AudioSeal is released under a commercial license. This is just one of several responsible research avenues we are sharing to prevent the misuse of generative AI tools. We have embedded similar watermarks in SeamlessM4T v2 (our foundational text and speech translation model) and Audiobox-generated speech samples. We have further detailed watermarking methods for image, speech, and text models in our recent releases.

Supporting the Release of the PRISM Dataset Partnership

Getting feedback from a diverse group of people is crucial for improving LLM levels, but the research community has always questioned the methods, domains, and targets of the feedback process. We have collaborated with external partners to address these issues and support the release of the PRISM dataset, which maps the socio-demographic data and preferences of 1,500 diverse participants from 75 countries/regions. The dataset maps each person's preferences and fine-grained feedback to 8,011 live conversations with 21 different LLMs.

Meta advised our external partners in compiling the PRISM dataset, focusing on conversations centered on subjective and multicultural perspectives that may have interpersonal and cross-cultural differences. Our paper demonstrates the utility of PRISM through three case studies of conversation diversity, preference diversity, and welfare outcomes, showing that it is important who sets consistent norms. While we hope this will become a community resource, we also hope it will inspire broader participation in AI development and promote more inclusive technological design approaches.

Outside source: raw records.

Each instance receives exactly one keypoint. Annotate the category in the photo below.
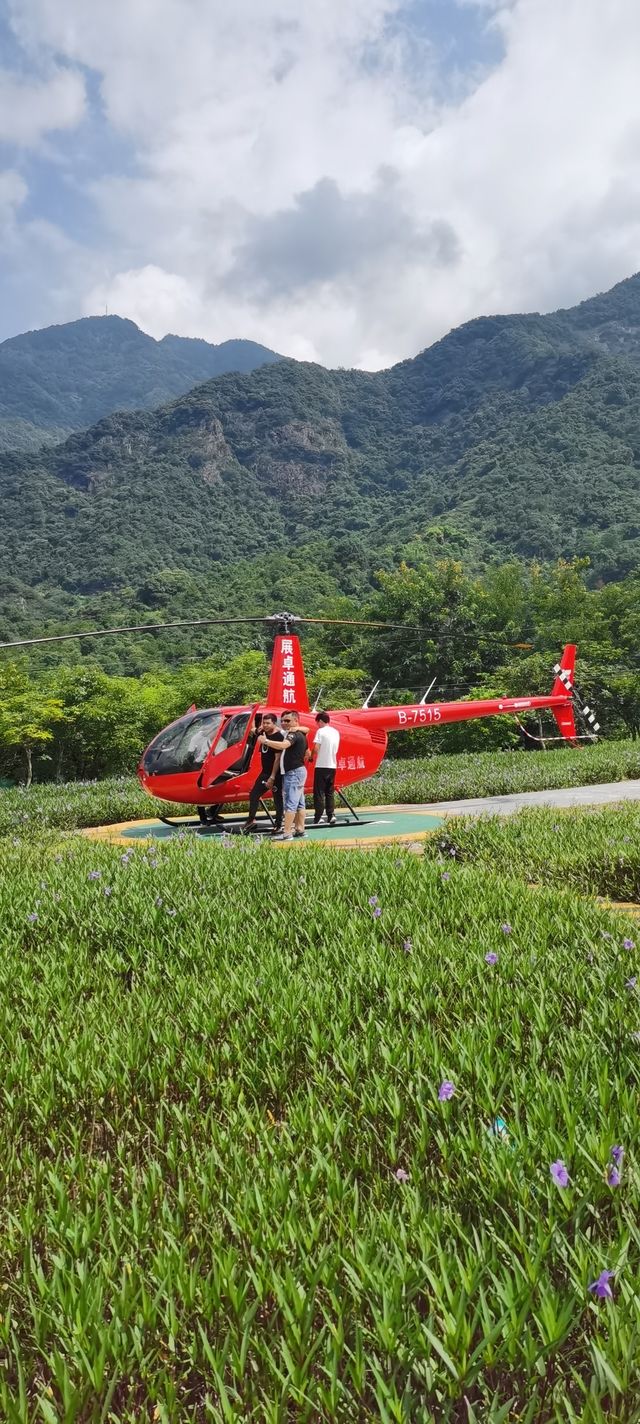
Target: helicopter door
(231, 755)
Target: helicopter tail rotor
(565, 671)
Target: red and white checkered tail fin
(563, 685)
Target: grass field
(234, 1182)
(596, 852)
(424, 779)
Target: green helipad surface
(377, 823)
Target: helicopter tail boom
(438, 714)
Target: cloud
(13, 191)
(300, 173)
(328, 235)
(30, 108)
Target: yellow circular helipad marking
(379, 826)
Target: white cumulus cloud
(294, 174)
(33, 107)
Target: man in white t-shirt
(325, 748)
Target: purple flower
(559, 1172)
(602, 1288)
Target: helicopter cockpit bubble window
(233, 732)
(184, 745)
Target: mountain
(67, 378)
(515, 436)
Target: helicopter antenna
(371, 694)
(426, 694)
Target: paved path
(519, 801)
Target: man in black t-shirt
(270, 778)
(294, 775)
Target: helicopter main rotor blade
(258, 618)
(106, 632)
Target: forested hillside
(511, 437)
(66, 378)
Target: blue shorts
(294, 789)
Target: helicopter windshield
(183, 746)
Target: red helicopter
(210, 758)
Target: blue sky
(341, 182)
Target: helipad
(375, 825)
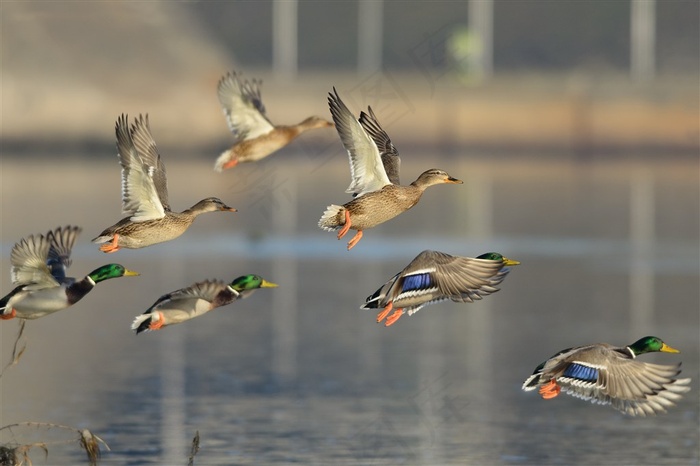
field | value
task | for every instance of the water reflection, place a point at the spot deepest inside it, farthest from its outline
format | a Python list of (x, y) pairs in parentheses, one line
[(300, 374)]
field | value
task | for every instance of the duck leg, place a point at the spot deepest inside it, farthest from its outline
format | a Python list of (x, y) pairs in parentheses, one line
[(355, 239), (394, 317), (111, 246), (385, 311), (9, 316), (346, 225), (158, 324), (550, 390)]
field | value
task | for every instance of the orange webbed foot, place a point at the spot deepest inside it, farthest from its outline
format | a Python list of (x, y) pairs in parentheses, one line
[(9, 316), (385, 312), (394, 317), (158, 324), (346, 225), (111, 246), (355, 239), (550, 390)]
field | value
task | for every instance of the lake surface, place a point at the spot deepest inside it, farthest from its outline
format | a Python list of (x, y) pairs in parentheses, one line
[(299, 375)]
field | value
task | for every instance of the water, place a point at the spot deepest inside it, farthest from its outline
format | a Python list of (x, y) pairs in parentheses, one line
[(298, 374)]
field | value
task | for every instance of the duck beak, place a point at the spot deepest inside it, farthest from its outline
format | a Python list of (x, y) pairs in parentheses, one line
[(667, 349), (229, 164)]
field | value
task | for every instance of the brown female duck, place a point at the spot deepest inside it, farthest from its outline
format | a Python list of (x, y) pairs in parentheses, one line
[(145, 194), (377, 198), (256, 136)]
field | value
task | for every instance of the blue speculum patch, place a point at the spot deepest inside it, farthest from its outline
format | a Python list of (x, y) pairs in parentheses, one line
[(578, 371), (416, 282)]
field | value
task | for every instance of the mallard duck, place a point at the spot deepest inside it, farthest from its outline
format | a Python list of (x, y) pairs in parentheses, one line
[(377, 198), (39, 264), (256, 137), (196, 300), (611, 375), (434, 276), (145, 194)]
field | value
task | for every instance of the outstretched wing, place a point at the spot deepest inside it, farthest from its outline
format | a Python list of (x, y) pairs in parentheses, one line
[(29, 268), (206, 290), (366, 168), (387, 150), (243, 107), (61, 241), (141, 199)]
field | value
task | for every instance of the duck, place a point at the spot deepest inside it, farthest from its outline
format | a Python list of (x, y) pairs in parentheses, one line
[(612, 375), (145, 194), (376, 198), (434, 276), (256, 136), (39, 264), (196, 300)]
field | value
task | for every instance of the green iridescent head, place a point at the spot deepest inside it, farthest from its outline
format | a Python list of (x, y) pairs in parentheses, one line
[(251, 282), (651, 345), (111, 271), (494, 256)]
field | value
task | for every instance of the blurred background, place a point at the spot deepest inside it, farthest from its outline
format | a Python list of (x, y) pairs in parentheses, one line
[(575, 126)]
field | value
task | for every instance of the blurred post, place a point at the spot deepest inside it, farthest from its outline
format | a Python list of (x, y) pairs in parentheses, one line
[(172, 358), (642, 239), (480, 17), (369, 35), (643, 40), (284, 38), (284, 301)]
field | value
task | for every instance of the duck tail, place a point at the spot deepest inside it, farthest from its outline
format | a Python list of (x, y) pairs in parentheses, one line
[(372, 302), (142, 323), (222, 161), (331, 217), (103, 238)]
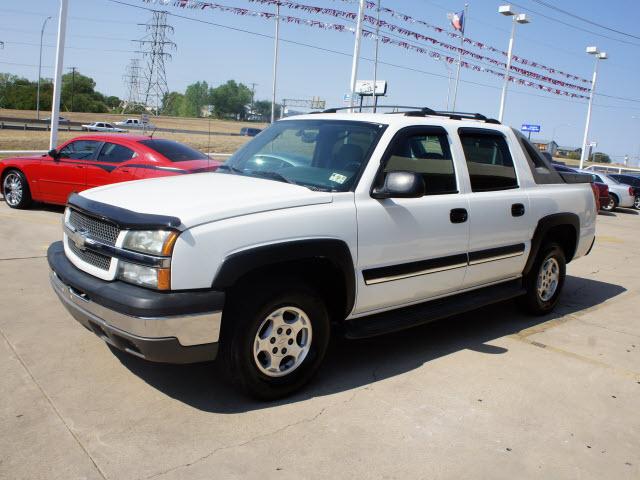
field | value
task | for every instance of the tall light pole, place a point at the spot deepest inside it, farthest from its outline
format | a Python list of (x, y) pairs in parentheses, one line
[(598, 56), (44, 24), (465, 19), (516, 18), (275, 64), (553, 134), (57, 79), (356, 52)]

Obtaining the dataset from our external partners
Reading the technical report

Measuring and Improving Geographical Bias in Text-to-Image Generation Systems

It is important that text-to-image models are suitable for everyone and reflect the geographical and cultural diversity of the world. Improving these models requires new tools that enable researchers to better understand potential shortcomings. To achieve this goal, we detailed our recent research work and progress:

We have developed an automatic metric called "DIG In" to assess potential geographical bias in text-to-image models. In addition, to understand how people's views on geographical representation differ across regions, we conducted a large-scale annotation study. We collected over 65,000 annotations and over 20 survey responses per example, covering attractiveness, similarity, consistency, and shared suggestions, to improve automatic and manual evaluation of text-to-image models.

Through this research, we learned that people utilize specific components in images, rather than viewing the entire image holistically, when perceiving geographical representations. As part of the Meta FAIR collaborative approach, we guided a graduate student team at the University of Massachusetts Amherst to conduct follow-up evaluations, breaking down the previously introduced automatic metrics into foreground concepts and background representations.

Guided by the DIG In measurement work, we also explored methods to increase the diversity of text-to-image model outputs. In this direction, we introduced the contextualized Vendi Score guidance, which extends our previous feedback guidance work and uses inference-time interventions to guide state-of-the-art text-to-image latent diffusion models to increase the representational diversity of generated samples while maintaining or improving image quality and prompt generation consistency.